Financiarse a un costo de 45% cuando las tasas de los créditos rondan el 70% es más que interesante. En un contexto económico turbulento, el Mercado Argentino de Valores (MAV) ofrece opciones de financiamiento conveniente para las pymes, segmento al que apunta para conectar con el mercado de capitales. Fernando Luciani, director ejecutivo del MAV, destacó que esa diferencia de tasa opera hoy como estímulo para fomentar ese acercamiento, aunque reconoció que hay muchas empresas a las que todavía les cuesta vincularse con el sistema. Hay incluso, dijo, una barrera cultural. “El financiamiento es una herramienta para crecer, ninguna empresa crece con financiamiento propio, ni Google; si no lográs desterrar el concepto de que es algo nocivo, no hay crecimiento posible”, enfatizó el también vicepresidente de Rosario Valores SA y presidente de Rosario Fiduciaria.

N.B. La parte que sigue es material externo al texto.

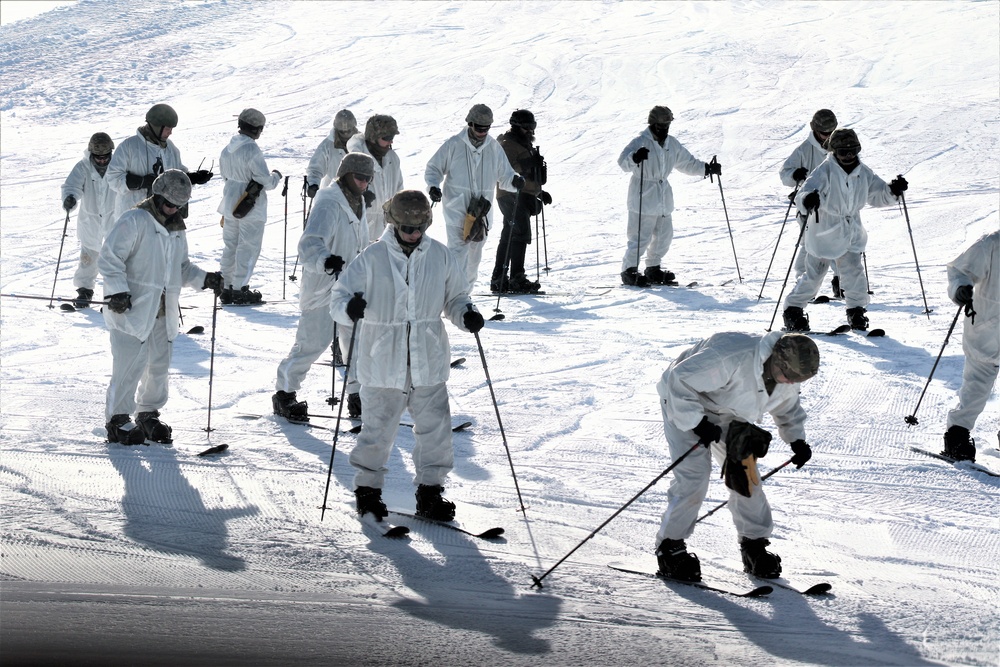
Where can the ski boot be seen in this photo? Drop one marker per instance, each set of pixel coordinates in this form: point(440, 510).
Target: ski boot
point(123, 431)
point(795, 319)
point(656, 276)
point(286, 405)
point(368, 500)
point(856, 318)
point(432, 505)
point(757, 560)
point(83, 297)
point(676, 563)
point(154, 429)
point(631, 276)
point(958, 445)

—El mercado de capitales se presenta como una alternativa de financiamiento más atractiva para las pymes en un contexto de altas tasas, ¿Cómo se está moviendo este segmento?

— Las tasas tienen que ser positivas siempre pero en esta coyuntura son muy altas y esto tiene que ver directamente con la política monetaria. Eso determina que cuando alguien se quiere financiar está en una situación compleja. Cuando mirás quién es el mayor tomador de financiamiento bancario siempre es el sector público, en los últimos 70 años. El mercado no es más que el encuentro del ahorro y la inversión, y el ahorro que va desde los 10 mil pesos por mes a millones, lo demanda violentamente el sector público. Lo que queda para el sector privado es poquito y consecuentemente esa poca plata tiene alta la tasa. Esa es la foto general. Se desmarca un poco el mercado de capitales. Es como una paradoja: el crédito se contrajo a nivel general pero en el MAV en particular en los dos últimos años creció muchísimo.

—¿Qué lo favoreció?

—Estamos estrictamente especializados en empresas pymes y cuestiones productivas. Y ese nicho creció muchísimo. Además, se generaron una serie de incentivos al financiamiento pyme a través del mercado de capitales que traccionan las operaciones. Hoy tenemos compañías de seguros, fondos comunes de inversión, como los líderes tomadores de financiamiento pyme. En segunda línea, el Estado nacional creó el Fondep, que es un fondo público que compra exclusivamente productos pyme. Eso genera una gran demanda. Podés ver tasas de financiamiento en el mercado de capitales en torno al 45%, cuando esa misma pyme va a otra ventanilla y paga el 70%. Indudablemente es muy tentador. Nosotros en algunos productos crecimos el 100%. Las pymes asociadas a los agentes de Bolsa y que operan en MAV obtienen una tasa mejor en 20 ó 30 puntos.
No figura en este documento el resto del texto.